Over a period of time, we have complicated the whole campaign development process and most of the times even a “good idea” gets rejected at the ABM level let alone going any further. Most of the times, what comes out after a month-long deliberation is something that is easily skippable and forgettable. We lose the money, the consumer and eventually makes our jobs even harder. Let’s argue for a min, even if the “good idea” gets through, the man with the golden pen doesn’t have the courage to take the risk and go ahead with it and we go back to square one. To take advantage of Newsjacking and create some interesting topical ads, both the parties, need to revise their processes so that they can respond quickly and that requires bravery and trust between all the stake holders.Maybe we should go back to the old way of doing things and house everything within a single agency. This system will help put all the specialists under one roof and will become easier for the brand to respond and reduce turnaround time.

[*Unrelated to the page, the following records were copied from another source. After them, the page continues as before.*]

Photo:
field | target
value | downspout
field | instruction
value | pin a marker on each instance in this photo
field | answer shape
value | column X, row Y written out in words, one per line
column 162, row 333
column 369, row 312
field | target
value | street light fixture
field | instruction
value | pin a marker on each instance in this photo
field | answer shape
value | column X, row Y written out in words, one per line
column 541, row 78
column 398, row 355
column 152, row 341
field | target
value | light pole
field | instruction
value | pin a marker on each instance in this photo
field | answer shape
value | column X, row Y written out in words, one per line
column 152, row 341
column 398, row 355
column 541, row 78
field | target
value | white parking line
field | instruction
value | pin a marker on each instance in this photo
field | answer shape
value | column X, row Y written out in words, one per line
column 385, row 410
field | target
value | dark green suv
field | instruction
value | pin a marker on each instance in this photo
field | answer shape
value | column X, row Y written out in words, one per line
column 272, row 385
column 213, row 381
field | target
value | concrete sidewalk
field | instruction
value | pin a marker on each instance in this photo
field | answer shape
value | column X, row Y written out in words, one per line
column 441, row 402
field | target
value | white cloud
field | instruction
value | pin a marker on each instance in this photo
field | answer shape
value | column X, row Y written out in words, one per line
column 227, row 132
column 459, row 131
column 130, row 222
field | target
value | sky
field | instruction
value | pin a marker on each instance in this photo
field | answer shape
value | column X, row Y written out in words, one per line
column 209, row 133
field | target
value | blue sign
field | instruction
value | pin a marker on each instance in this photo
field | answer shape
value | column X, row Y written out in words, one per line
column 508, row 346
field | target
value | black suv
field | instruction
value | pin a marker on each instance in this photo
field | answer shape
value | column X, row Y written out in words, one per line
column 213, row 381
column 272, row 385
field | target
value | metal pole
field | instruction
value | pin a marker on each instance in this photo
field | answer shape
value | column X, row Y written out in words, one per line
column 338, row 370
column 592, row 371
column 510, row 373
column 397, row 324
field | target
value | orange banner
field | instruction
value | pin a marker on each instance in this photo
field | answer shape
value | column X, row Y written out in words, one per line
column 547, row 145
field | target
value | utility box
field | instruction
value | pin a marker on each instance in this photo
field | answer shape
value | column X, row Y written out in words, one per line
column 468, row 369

4. …and finally know when to retreat!

Barack Obama once said, “that’s the good thing about being president, I can do whatever I want”. Well, neither are we President Obama nor our brands the magic wand. Whatever we do or say, has consequences. We all know that when we put something on social media, it stays there and it multiplies but we still see brands making stupid mistakes and then regretting afterwards. Such poor decisions are made mostly because of the lack of common sense and poor protocols. You have to have an adept team that can respond well in time to avert the disaster and retreat. Happy Newsjacking!